La sua vicissitudine risale all’anno 1989, quando a Milano decide di acquistare un nuovo camion, Fiat 115 cassanoto con frigorifero, che gli è indispensabile per continuare a svolgere la sua attività lavorativa di autotrasportatore di biscotti e dolciumi per conto delle aziende milanesi, Motta e Alemagna. Purtroppo, per due anni consecutivi, nel 1990 e nel 1991, il suo commercialista, nel compilare la denuncia annuale dell’Iva, erroneamente, indica la somma di 13 milioni e mezzo di lire, quale detrazione che gli spetta per l’acquisto del camion, nel riquadro sbagliato (B), anziché in quello giusto (F) del modello di denuncia dell’Iva.

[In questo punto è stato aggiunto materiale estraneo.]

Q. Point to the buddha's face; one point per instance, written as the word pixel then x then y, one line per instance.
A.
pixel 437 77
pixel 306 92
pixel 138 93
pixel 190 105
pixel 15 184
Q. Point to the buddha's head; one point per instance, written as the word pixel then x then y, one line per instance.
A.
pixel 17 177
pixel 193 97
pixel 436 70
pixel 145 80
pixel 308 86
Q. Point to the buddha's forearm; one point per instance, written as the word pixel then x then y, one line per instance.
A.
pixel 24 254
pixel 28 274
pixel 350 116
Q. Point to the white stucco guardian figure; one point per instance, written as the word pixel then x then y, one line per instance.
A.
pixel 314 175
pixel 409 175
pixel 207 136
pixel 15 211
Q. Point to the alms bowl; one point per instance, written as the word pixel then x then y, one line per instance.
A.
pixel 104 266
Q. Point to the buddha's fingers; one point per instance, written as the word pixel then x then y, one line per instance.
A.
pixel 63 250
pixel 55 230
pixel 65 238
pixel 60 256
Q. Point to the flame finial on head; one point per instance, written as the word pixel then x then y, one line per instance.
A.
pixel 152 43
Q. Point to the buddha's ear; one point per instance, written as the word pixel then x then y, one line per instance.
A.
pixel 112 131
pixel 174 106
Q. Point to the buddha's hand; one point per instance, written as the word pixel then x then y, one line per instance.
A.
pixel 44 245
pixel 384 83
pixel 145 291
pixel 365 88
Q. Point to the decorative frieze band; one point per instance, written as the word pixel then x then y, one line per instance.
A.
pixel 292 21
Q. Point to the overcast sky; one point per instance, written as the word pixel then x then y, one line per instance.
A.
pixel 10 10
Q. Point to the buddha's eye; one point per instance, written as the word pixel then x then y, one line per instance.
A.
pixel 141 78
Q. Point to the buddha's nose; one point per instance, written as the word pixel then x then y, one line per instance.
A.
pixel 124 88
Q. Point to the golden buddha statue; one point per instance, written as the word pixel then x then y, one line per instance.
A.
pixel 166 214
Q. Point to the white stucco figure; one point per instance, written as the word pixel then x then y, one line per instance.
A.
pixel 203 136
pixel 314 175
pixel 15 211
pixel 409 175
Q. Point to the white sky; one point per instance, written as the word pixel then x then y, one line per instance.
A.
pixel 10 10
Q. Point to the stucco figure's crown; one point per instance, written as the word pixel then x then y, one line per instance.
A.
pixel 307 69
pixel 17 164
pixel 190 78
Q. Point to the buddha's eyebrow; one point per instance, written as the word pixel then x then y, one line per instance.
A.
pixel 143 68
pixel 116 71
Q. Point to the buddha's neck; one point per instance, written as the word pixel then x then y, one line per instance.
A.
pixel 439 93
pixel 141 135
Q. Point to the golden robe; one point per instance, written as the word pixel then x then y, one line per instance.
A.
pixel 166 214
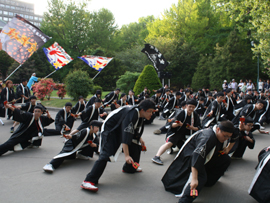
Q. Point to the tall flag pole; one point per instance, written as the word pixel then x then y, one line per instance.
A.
pixel 96 62
pixel 57 57
pixel 20 39
pixel 155 56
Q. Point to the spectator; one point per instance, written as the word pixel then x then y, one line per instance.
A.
pixel 32 80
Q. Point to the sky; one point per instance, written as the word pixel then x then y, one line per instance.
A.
pixel 124 11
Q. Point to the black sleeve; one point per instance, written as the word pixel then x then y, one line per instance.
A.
pixel 20 116
pixel 128 126
pixel 204 144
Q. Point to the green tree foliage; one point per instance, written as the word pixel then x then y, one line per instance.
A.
pixel 183 64
pixel 201 76
pixel 133 59
pixel 232 61
pixel 5 63
pixel 107 77
pixel 252 19
pixel 148 78
pixel 68 23
pixel 78 83
pixel 127 81
pixel 37 63
pixel 102 28
pixel 134 33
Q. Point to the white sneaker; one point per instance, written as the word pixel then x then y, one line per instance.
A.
pixel 80 156
pixel 48 168
pixel 18 147
pixel 89 186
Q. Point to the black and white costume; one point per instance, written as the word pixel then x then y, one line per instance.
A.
pixel 30 131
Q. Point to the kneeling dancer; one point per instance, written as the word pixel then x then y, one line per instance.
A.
pixel 199 162
pixel 81 145
pixel 123 125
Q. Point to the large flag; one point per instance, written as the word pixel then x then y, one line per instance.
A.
pixel 96 62
pixel 57 56
pixel 20 39
pixel 155 56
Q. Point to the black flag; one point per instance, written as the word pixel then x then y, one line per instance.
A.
pixel 155 56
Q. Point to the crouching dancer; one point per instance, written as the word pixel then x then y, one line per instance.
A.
pixel 81 145
pixel 123 125
pixel 199 162
pixel 30 130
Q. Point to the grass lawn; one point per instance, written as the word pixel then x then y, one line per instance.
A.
pixel 59 103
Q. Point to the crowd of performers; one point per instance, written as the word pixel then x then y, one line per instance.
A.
pixel 206 128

Da questa banale svista si sviluppa una storia lunga dieci anni, fatta di contravvenzioni, ricorsi e contro ricorsi: una vera e propria “odissea”.

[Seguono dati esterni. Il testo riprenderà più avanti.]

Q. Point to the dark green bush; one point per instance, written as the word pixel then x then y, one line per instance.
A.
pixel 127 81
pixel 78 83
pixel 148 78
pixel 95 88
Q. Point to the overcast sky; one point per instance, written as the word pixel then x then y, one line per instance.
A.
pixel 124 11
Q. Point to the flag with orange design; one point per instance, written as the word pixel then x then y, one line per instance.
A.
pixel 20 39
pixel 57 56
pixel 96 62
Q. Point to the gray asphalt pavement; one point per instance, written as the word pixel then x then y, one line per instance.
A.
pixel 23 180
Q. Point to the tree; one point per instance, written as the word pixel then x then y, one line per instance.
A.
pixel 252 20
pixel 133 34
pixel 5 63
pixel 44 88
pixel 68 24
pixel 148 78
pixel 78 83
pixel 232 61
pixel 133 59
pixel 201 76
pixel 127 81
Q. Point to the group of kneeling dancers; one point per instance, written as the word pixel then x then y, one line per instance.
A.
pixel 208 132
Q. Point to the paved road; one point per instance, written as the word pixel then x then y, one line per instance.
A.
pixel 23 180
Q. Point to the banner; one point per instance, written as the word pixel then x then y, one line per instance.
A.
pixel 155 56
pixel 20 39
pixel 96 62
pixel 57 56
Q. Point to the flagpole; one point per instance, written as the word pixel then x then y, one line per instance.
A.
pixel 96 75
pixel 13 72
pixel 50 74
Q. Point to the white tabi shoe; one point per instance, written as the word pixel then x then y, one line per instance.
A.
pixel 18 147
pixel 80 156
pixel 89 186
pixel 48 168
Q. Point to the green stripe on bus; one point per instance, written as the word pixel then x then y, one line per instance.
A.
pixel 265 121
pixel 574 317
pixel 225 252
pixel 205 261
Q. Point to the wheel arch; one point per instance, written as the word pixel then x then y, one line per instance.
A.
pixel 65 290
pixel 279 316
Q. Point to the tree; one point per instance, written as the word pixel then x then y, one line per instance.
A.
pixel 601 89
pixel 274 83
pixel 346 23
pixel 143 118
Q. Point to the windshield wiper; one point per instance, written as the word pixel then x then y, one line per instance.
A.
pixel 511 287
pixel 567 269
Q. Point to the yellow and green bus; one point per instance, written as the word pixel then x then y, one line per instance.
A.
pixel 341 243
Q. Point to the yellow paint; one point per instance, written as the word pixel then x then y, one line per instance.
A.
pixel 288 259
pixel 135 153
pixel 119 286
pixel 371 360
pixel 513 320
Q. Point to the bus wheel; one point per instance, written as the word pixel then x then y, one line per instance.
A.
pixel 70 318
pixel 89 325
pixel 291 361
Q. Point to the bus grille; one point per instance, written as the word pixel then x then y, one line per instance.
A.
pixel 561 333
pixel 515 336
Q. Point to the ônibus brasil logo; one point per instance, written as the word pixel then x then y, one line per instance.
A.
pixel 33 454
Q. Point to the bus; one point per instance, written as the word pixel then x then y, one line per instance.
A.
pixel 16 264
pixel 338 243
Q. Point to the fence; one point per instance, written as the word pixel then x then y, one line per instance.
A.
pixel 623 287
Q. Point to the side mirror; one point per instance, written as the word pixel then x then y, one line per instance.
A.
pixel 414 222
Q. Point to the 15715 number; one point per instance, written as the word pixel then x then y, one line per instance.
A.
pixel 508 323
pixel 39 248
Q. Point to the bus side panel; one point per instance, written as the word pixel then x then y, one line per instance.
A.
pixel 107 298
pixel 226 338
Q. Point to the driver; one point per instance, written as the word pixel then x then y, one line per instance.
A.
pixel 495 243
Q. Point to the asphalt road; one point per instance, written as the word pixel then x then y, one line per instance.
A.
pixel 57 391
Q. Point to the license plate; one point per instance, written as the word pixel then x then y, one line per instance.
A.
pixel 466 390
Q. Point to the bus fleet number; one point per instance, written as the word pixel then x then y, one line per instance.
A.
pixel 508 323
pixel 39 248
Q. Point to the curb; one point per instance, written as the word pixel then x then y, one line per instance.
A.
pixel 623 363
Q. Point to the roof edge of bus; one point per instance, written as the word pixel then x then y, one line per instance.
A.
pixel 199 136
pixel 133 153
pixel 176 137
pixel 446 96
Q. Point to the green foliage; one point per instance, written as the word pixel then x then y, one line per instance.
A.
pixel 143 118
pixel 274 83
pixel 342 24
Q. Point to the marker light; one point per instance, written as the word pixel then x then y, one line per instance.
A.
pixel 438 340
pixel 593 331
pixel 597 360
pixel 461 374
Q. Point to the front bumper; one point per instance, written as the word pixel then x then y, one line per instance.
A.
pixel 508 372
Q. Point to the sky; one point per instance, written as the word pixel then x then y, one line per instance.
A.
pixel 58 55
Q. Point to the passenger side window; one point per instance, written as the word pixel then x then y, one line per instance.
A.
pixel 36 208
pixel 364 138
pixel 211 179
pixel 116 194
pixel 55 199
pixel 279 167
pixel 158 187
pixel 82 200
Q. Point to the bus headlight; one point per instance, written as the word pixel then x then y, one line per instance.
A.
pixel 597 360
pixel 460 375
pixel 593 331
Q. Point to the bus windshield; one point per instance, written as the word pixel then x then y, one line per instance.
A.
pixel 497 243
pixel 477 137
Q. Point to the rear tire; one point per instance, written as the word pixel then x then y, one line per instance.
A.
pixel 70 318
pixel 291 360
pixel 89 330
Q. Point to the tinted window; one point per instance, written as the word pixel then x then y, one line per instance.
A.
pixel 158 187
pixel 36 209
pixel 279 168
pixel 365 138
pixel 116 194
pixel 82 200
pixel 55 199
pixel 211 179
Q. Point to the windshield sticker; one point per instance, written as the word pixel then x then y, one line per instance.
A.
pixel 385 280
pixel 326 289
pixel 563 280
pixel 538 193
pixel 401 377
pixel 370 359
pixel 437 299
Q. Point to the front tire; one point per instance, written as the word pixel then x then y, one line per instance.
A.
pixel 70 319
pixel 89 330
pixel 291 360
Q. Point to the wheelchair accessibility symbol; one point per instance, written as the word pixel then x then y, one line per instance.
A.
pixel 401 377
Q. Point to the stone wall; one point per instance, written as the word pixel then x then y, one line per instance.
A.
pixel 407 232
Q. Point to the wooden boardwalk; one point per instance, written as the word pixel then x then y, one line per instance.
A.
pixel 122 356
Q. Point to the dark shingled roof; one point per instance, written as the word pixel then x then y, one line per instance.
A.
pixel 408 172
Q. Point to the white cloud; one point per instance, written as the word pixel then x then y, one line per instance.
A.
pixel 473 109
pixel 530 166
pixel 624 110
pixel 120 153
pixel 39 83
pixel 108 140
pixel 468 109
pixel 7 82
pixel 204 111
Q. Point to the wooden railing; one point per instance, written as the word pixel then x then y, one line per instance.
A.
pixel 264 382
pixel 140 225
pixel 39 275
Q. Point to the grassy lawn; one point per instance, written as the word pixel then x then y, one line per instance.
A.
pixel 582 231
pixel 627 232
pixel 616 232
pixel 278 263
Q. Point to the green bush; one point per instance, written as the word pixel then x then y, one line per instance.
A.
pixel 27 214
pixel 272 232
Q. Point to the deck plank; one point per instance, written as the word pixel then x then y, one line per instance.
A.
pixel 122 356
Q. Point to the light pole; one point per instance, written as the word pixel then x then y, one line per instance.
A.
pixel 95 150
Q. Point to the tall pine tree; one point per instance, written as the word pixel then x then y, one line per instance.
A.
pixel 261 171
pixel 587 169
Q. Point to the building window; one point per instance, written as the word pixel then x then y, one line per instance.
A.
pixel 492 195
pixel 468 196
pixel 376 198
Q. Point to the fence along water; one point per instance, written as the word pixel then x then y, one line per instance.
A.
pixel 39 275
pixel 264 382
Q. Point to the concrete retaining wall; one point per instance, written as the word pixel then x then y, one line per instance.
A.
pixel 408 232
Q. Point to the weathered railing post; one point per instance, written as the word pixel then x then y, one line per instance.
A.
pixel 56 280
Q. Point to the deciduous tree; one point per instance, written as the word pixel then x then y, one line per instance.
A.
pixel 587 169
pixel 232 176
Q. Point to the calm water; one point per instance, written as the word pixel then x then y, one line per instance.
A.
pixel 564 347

Nel frattempo, il signor Tito si ammala: gli viene diagnosticata un’ischemia coronaria che lo costringe ad abbandonare il suo lavoro che, per trent’anni, lo aveva portato in giro per le città italiane. “Nel 1993, racconta con amarezza l’ex camionista, ebbi la prima comunicazione di avviso di pagamento di un importo di 13 milioni e mezzo di vecchie lire. Subito mi recai all’ufficio tributi di Matera e feci notare che quella somma da me non pagata, in realtà, era la stessa e quindi l’equivalente che mi spettava quale detrazione per l’acquisto del nuovo camion. Dopo ulteriori chiarimenti, la questione sembrava risolta: non avrei mai immaginato che sarebbe stata riproposta l’anno successivo”.

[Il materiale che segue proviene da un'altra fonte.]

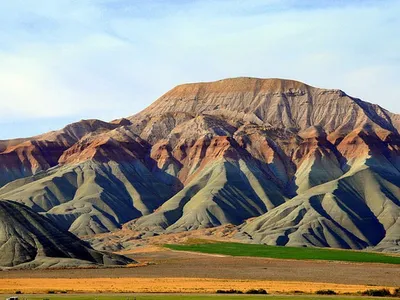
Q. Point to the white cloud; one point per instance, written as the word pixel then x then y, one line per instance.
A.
pixel 108 59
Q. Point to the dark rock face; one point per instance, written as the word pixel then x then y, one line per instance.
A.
pixel 27 238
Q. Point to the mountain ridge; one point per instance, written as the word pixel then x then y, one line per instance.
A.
pixel 208 154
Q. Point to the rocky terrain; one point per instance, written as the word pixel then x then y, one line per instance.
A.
pixel 289 163
pixel 28 240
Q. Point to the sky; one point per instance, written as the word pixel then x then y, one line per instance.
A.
pixel 66 60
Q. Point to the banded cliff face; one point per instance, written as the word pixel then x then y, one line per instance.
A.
pixel 213 153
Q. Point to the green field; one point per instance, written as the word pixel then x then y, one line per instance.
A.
pixel 186 297
pixel 237 249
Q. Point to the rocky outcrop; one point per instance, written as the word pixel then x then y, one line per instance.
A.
pixel 28 240
pixel 206 154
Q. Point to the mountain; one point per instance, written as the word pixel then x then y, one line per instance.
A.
pixel 240 150
pixel 30 240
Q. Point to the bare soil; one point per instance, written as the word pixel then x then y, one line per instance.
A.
pixel 163 263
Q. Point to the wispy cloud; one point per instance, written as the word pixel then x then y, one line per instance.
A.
pixel 110 58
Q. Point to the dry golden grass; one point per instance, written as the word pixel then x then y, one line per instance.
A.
pixel 173 285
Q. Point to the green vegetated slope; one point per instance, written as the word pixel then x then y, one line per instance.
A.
pixel 238 249
pixel 188 297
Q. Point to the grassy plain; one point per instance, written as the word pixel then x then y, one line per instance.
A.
pixel 188 297
pixel 238 249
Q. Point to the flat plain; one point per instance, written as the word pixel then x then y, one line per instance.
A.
pixel 185 272
pixel 256 250
pixel 188 297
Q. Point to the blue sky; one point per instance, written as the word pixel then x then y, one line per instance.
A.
pixel 65 60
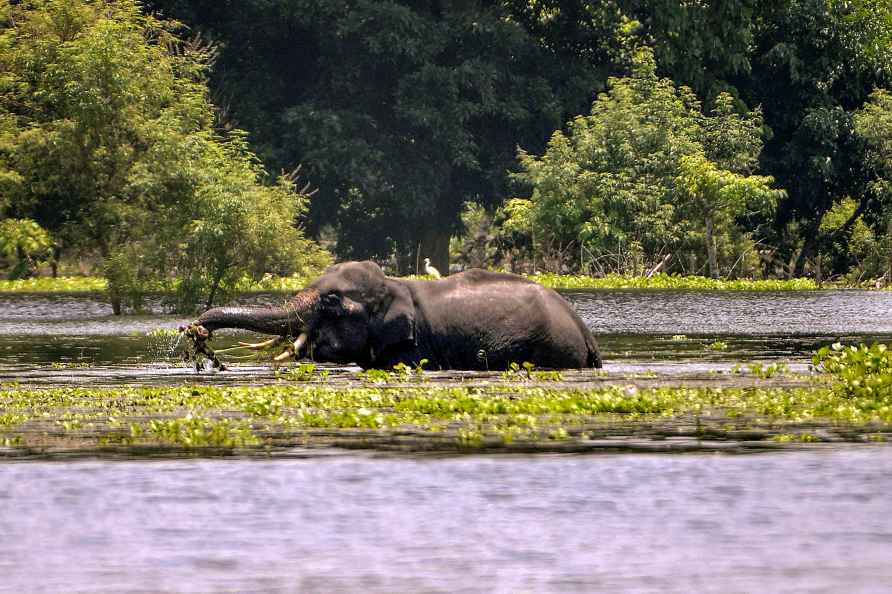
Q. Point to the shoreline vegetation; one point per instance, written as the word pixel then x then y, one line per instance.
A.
pixel 847 400
pixel 413 417
pixel 91 284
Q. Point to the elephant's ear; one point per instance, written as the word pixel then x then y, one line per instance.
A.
pixel 394 320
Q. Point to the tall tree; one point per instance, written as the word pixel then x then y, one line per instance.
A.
pixel 108 140
pixel 403 110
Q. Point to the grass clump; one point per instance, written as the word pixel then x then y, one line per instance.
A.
pixel 667 281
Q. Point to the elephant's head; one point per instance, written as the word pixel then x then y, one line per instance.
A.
pixel 352 313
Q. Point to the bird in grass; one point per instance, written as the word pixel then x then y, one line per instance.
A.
pixel 430 270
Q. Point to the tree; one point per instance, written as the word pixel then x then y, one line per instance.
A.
pixel 613 181
pixel 720 197
pixel 814 63
pixel 112 146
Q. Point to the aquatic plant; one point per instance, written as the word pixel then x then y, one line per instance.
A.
pixel 858 371
pixel 666 281
pixel 62 284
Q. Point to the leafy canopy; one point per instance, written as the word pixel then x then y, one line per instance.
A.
pixel 643 170
pixel 108 139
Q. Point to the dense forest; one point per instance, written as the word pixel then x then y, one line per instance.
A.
pixel 743 137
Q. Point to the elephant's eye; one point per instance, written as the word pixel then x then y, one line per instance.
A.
pixel 331 300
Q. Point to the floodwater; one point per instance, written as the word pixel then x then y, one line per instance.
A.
pixel 665 331
pixel 814 519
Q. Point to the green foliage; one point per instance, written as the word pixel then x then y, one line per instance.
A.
pixel 859 371
pixel 437 416
pixel 667 281
pixel 62 284
pixel 644 173
pixel 304 372
pixel 115 146
pixel 26 244
pixel 128 279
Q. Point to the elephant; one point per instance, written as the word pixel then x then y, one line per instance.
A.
pixel 473 320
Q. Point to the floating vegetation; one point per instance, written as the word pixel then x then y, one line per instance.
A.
pixel 62 284
pixel 70 364
pixel 666 281
pixel 291 284
pixel 422 416
pixel 763 370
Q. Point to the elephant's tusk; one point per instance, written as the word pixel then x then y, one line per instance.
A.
pixel 293 350
pixel 259 346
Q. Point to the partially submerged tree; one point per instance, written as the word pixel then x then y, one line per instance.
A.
pixel 108 140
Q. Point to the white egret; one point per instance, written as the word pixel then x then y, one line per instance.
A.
pixel 430 270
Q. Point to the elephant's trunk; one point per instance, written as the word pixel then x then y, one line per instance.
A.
pixel 289 320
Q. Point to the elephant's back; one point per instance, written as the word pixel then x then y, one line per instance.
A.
pixel 489 320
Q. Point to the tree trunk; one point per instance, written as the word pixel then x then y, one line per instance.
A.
pixel 54 262
pixel 809 248
pixel 710 248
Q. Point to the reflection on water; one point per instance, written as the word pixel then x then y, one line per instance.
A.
pixel 794 522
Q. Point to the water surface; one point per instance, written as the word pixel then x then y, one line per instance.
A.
pixel 793 522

Cominciò, allora, una “guerra di posizione”, contraddistinta da altri ricorsi e chiarimenti, andata avanti fino alla decisione finale: oggi all’ex camionista gli è stato riconosciuto il diritto a percepire il rimborso che gli spettava (13 milioni e mezzo di vecchie lire); tuttavia, Tito ha ricevuto anche una specie di ultimatum: quello di versare alle casse dello Stato oltre 14 mila euro, cioè la tassa che avrebbe dovuto pagare inizialmente, ma ben lievitata a causa dei diritti di mora ed altre spese che gli sono state addebitate. “E’ giusto tutto questo?”, si chiede visibilmente contrariato l’ex camionista. Poi, aggiunge: “Perché su quei soldi che dovrò incassare non sono stati previsti gli interessi? In questi giorni vivo, conclude Tito, in una profonda situazione d’angoscia, da vero incubo per la mia famiglia e col batticuore continuo. Non so come e se potrò uscirne. Sono disperato, mi sento solo e con le spalle al muro. Non ho i soldi per pagare l’importo di questa multa. Forse non mi resta da fare che una cosa: vendere un rene”.